Eva Dawson was standing at the laundry-room window, a mobile phone clamped to her ear. ‘I promise you, Joyce, I’m not joking. Sam Grey’s here with a mini tractor thingy dragging a trailer with stone on it. It’s going on top of poor Mary so the dog can’t start digging there.’
After a pause, she picked up the thread. ‘And the doc’s building a house for the dog. What? No, not a kennel. It’s more the size of a kiddy’s play house. Raised off the ground to keep it from getting damp. All for a stray dog. Oh, I’d better go. Talk to you later, and see you at bingo.’
Andrew entered. ‘I’ve decided on proper foundations. I’ll insulate, then run a pipe through and instal a radiator. Can’t have him getting cold, can we?’
Eva’s mouth snapped shut. Sometimes, it was better to say nothing. If her employer seemed to be going a different kind of mad, that might be classed as progress. He talked to the animal now. Perhaps the daft-looking bugger would help the doc stop having one-sided conversations with the deceased.

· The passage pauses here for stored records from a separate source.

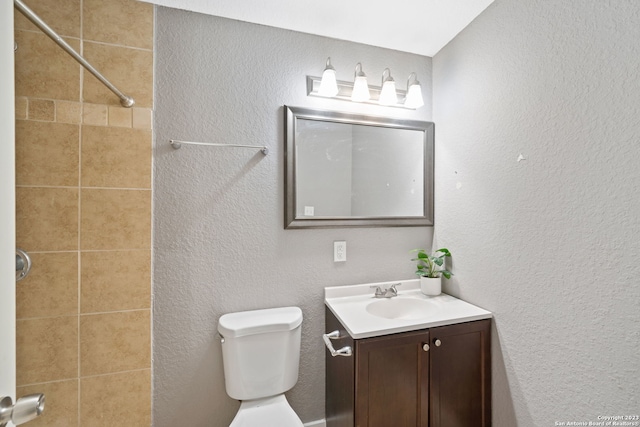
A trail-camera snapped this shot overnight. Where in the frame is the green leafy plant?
[411,248,453,279]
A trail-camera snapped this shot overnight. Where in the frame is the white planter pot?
[420,277,442,296]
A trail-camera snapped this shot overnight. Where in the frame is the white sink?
[366,297,438,320]
[324,279,491,339]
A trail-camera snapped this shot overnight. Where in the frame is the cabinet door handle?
[322,330,353,357]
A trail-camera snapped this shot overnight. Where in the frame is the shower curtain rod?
[13,0,135,108]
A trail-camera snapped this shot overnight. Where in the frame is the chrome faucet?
[371,283,402,298]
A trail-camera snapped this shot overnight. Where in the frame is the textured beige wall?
[433,0,640,427]
[15,0,153,427]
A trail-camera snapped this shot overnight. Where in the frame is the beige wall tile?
[83,42,153,108]
[80,310,151,377]
[16,252,78,319]
[56,101,82,124]
[83,0,153,49]
[132,107,153,129]
[16,316,78,385]
[80,250,151,313]
[16,120,80,186]
[17,379,79,427]
[82,103,109,126]
[28,99,56,122]
[81,126,151,189]
[15,30,80,101]
[16,96,28,120]
[80,370,151,427]
[109,105,131,128]
[80,189,151,250]
[14,0,80,37]
[16,188,78,252]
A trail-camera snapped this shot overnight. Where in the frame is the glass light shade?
[378,80,398,105]
[351,76,371,102]
[404,84,424,108]
[318,68,338,97]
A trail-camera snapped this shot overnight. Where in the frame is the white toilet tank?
[218,307,302,400]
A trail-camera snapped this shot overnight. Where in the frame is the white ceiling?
[142,0,493,56]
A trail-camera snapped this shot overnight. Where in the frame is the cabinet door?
[355,331,429,427]
[430,320,491,427]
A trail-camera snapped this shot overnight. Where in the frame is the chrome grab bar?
[0,393,45,427]
[322,330,353,357]
[13,0,135,108]
[16,248,31,282]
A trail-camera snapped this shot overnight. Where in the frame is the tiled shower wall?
[15,0,153,427]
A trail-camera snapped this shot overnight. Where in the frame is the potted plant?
[411,248,453,295]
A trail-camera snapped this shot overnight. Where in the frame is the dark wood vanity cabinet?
[326,309,491,427]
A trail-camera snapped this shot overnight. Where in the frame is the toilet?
[218,307,303,427]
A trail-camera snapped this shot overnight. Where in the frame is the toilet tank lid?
[218,307,302,337]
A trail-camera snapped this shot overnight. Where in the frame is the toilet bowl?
[218,307,303,427]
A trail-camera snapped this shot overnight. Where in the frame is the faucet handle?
[369,285,384,298]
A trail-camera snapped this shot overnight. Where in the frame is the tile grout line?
[76,0,84,426]
[15,27,153,52]
[18,368,151,387]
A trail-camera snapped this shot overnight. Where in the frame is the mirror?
[285,106,434,228]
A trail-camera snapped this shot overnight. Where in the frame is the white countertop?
[324,279,492,339]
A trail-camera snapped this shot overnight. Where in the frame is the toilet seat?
[229,394,303,427]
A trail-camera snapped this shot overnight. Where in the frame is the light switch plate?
[333,240,347,262]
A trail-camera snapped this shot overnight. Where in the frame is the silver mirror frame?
[284,105,434,229]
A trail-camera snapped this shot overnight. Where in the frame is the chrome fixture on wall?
[13,0,136,108]
[307,58,424,110]
[16,248,31,282]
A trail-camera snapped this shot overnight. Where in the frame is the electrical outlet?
[333,240,347,262]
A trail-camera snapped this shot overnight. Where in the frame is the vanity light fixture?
[318,58,338,98]
[307,58,424,110]
[378,68,398,105]
[351,62,371,102]
[404,73,424,108]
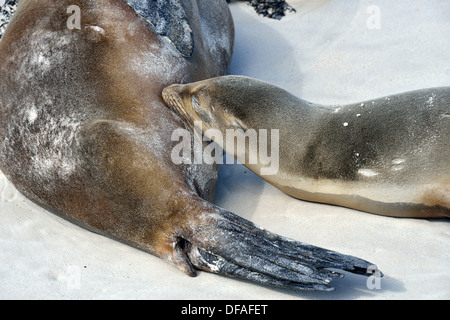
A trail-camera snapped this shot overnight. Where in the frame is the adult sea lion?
[163,76,450,218]
[0,0,376,290]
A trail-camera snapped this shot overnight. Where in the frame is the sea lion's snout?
[162,84,192,122]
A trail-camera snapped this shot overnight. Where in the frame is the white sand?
[0,0,450,299]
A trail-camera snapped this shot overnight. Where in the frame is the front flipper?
[174,208,382,291]
[127,0,194,57]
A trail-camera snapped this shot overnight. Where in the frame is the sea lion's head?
[163,76,284,132]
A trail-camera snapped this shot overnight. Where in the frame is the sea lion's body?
[0,0,374,290]
[165,76,450,217]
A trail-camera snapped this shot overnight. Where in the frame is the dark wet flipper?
[185,248,334,291]
[186,211,384,291]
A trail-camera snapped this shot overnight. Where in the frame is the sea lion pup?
[0,0,376,290]
[163,76,450,218]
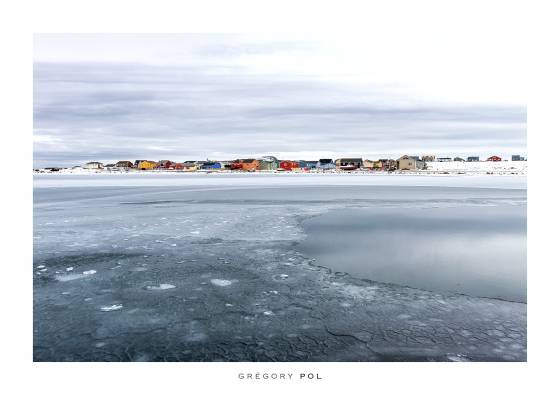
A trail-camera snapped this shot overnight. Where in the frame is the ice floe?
[146,284,175,291]
[99,304,122,311]
[210,278,232,287]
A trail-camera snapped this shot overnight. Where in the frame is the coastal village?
[35,155,527,174]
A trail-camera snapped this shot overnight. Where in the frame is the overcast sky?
[34,34,527,167]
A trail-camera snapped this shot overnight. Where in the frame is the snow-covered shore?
[34,161,527,175]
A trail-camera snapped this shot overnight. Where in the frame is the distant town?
[34,155,527,172]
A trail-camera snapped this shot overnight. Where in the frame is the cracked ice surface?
[34,175,526,361]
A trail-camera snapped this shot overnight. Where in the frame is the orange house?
[241,159,259,171]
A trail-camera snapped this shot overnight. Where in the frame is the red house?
[169,163,185,170]
[280,160,299,171]
[157,160,173,169]
[229,159,243,170]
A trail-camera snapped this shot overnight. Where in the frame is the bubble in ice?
[146,284,175,291]
[99,304,122,311]
[210,278,232,287]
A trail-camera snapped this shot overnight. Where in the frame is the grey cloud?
[34,63,526,166]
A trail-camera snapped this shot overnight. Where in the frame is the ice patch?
[99,304,122,311]
[146,284,175,291]
[54,274,87,282]
[210,278,232,287]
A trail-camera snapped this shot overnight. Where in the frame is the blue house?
[200,161,222,170]
[299,160,317,170]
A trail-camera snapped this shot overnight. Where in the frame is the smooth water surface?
[302,204,527,302]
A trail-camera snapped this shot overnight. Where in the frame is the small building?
[83,162,103,169]
[335,158,363,170]
[259,156,280,171]
[183,160,200,171]
[239,159,259,171]
[229,159,243,170]
[200,160,222,170]
[299,160,317,170]
[278,160,299,171]
[132,159,147,168]
[115,160,133,168]
[169,163,185,171]
[362,159,375,170]
[219,160,231,170]
[378,159,398,171]
[157,159,173,170]
[315,159,336,170]
[138,160,158,170]
[397,155,426,170]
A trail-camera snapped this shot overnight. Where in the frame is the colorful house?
[397,155,426,170]
[362,159,375,170]
[377,159,398,171]
[84,162,103,169]
[183,160,199,171]
[241,159,259,171]
[200,160,222,170]
[259,156,280,170]
[169,163,185,170]
[335,158,363,170]
[115,160,133,168]
[138,160,158,170]
[278,160,299,171]
[157,159,173,169]
[229,159,243,170]
[298,160,317,171]
[316,159,336,170]
[132,159,146,169]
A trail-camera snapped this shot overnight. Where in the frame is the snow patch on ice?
[99,304,122,311]
[210,278,232,287]
[146,284,175,291]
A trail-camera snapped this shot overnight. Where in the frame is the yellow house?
[138,160,158,170]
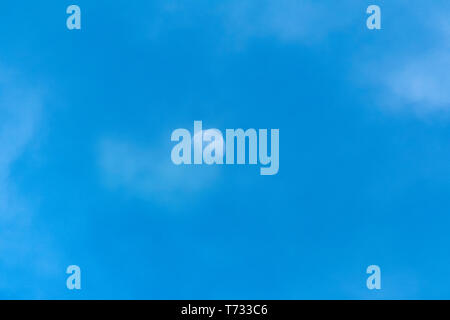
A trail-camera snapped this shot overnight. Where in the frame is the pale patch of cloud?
[98,137,220,207]
[386,51,450,114]
[359,2,450,117]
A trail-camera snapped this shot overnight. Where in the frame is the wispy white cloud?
[359,3,450,117]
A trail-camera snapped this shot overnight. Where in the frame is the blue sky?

She joined him in the kitchen. ‘Do you want something to eat?’ she asked.
‘I’ll look after myself, thanks. Even my own cooking has to be an improvement on hospital food.’
‘But I’m here.’
‘I know you’re here. I can see you here and hear you here. But I don’t want to take advantage of you.’
‘Ooh, there’s a novelty. Months I’ve been asking could our Natalie come a few times a month to do some of the heavier work. She needs a few bob, being a student.’
So, it looked as if Eva had produced something that hadn’t put its name down for prison. ‘Studying what?’
‘Medicine,’ she snapped.
‘In Liverpool?’
‘In Liverpool. She needs work because of student loans.’
‘Right. Use her and give me the bill.’
‘Don’t worry, I will. Now. Scrambled or poached egg on toast, bacon butty, ploughman’s, salad, baked potato?’
‘Bacon butty,’ he replied. ‘With ketchup.’
The thing Eva loved most about Doc was that he’d managed to hang on to his working-class Lancashire roots with no excuses, no pride, no inverted snobbery. He was what he was, and nothing would ever change him. What was more, she knew he’d do what he could for her Natalie. Natalie deserved the best.
Two
By 1952, Joseph Sanderson’s Bespoke Furniture workshop was no longer a large shed in the back garden; he had taken a double unit under the Folds Road arches in Bolton. Three qualified carpenters and one apprentice formed his workforce, while his son Andrew always insisted on helping during long summer holidays. The lad’s affinity with wood had been born in him, but so had his gift for the piano. ‘Watch your hands, because your mother will kill me,’ Joe often begged. ‘You’ll play no music with a couple of fingers missing.’
Joe was proud of his lad. How many men in this town had a son who got booked to play the piano in the Victoria Hall, who could make the most of the grain in wood, who was a front runner in most subjects at school?
1952 became the Year of the Bookcase, the summer during which young Andrew’s talent became fully visible. After accepting minimal help from his father, he edged all the shelves with rosewood, then took a piece of the same to make a slight overhang for the top of the unit. With no help and no pattern to copy, he carved a Tudor rose in the centre, and vine leaves trailing outward on both sides. No one was allowed to view his work of art until it was absolutely perfect. In a corner away from everyone, he finally felt satisfied with the magnum opus, and went to fetch Dad.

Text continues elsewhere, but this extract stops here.